自動車関連の見本市であるオートモーティブワールドにコネクテッド・カーに大きな関わりを持つ製品・サービスを提供する弊社も出展させていただきました。 (今回の展示の柱の一つ、ビデオエンコーダについてはおおひらさんが記事にしています。)

弊社としてはこのイベントに昨年も出展しているのですが、入社時期的に私にとっては初めてのイベントでした。今回は準備全体の取りまとめ役として、好奇心からその役を受けさせてもらいました。

老舗企業ならこういう出展のやり方や担当者/部署は決まっていたりするのかもですが、 私自身はこの手の取りまとめは初めてで、何をすれば良いんだろう?というところからでした。 案の定色々苦労したり得られたものも色々あったので、その話を書かせてもらいます。

当初想定した進め方

当初展示までの流れを以下のイメージに沿って進めてみることにしました。

  1. 現在の状況整理
  2. 複数の展示アイテムとそのテーマの整理
  3. 各展示アイテムの担当者決めと進捗状況の管理
  4. (必要に応じて)展示用のデータ取得
  5. 展示アイテムから展示会場の設置/配置を決め
  6. 設営
  7. 展示当日へ

「1. 状況整理」~「3. 進捗管理」

この1~3は順々に完了してスムーズに話が進みました!。。。とは行かず、行ったり来たりしながらになりました。 なかなか思ったように話は進まないデス。

私が取りまとめ役を引き受ける前からある程度話は進んでいたようで、 その関係者に現状の聞き取りからはじめました。

....

が、

  • ○○という展示をしたいという話があったけれど、その実現可能性はまだ良くわかってなくて実現可能性を確認するには相応の工数が必要。その上で展示に向けてリソースを割いてもらうべきかをどう判断(調整)すべきか悩む
  • △△という展示をしたい話があって、実現可能なのはわかっているが、(他の展示項目と並べたときに)その展示のコンセプトが自分として腑に落ちて無くて、何のためにそれを展示したいという話が上がって来たのかが分からない
  • 以前まで使っていた展示アイテムをやめて、新しいものをやりたいらしいけどその理由が自分自身どうにも腑に落ちないから、開発陣に新しいものを用意してもらうにしてもうまく説明ができない。

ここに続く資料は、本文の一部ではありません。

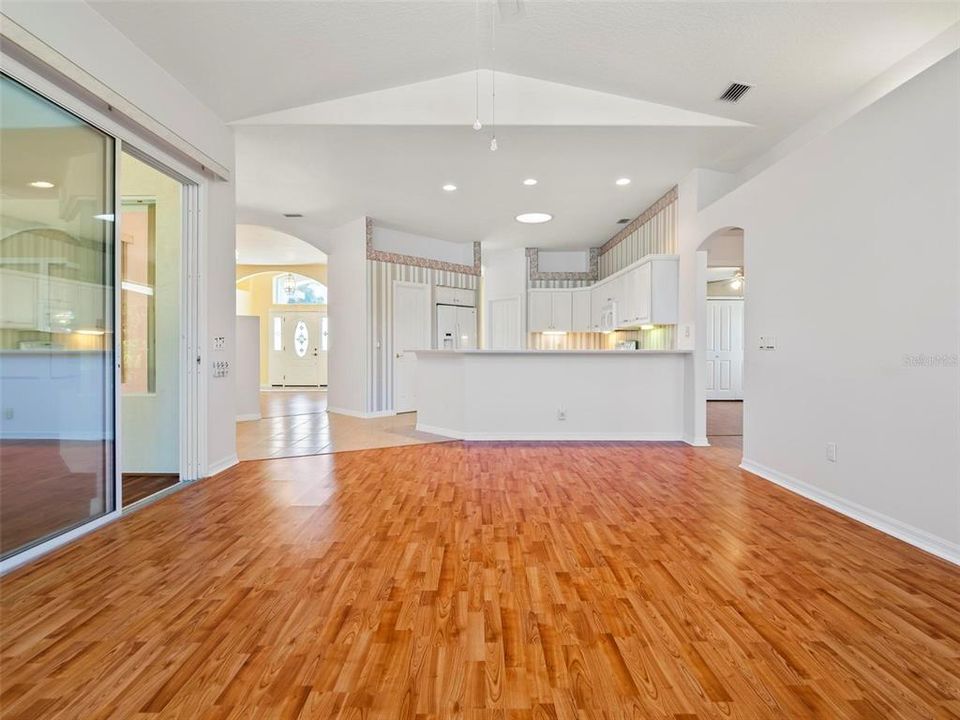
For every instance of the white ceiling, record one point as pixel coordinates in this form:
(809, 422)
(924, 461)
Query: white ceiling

といった感じでハッキリ分からないことが多く、具体的に「これを展示する」と決めるまでにズルズルと時間が過ぎていき、焦り(汗)、、、

要はコミュニケーションの問題なんですが、私自身社歴も浅く、ハッキリ理解するために相談する先のキーパーソンを見つけ出すのに時間がかかったというところが焦りポイントでした。

そんな状況だったのですが、昨年のオートモーティブワールド展示担当がうまく打ち合わせの場を用意してくれたことでなんとか話がまとまり、「何をどういうテーマのもと展示するか」が決まりました。
感謝🙏


反省の一つとして、 「忙しいキーパーソンの捕まえ方」といったテクニック/創意工夫が私に不足していたように思います。

「カレンダーが埋まっていても/slackへの反応が悪くても、捕まえる方法は色々ある。」

「3.データ取り」

何を展示するかが決まり、展示用のデータ取りをはじめました。 展示内容に向けて実験するためのデータや、 展示会場で見栄えのするデータや動画を撮ったりといった感じです。

社内の風景や社用車で街中を走ってデータ取りをできますが、 展示会場でインパクトある、もといサービスを正しく&わかりやすく理解してもらえるデモにするために、 なるべく良い環境でデータ取りしました。

フェイスマスク

動画に映った顔にマスキングする技術の展示です。それ自体はAWSのサービスを利用しているのですが、弊社システムに組み込んで使える一例として見せています。

これは、こちらを向いた顔が沢山映っている絵が欲しくて渋谷のスクランブル交差点を選んで撮影しました。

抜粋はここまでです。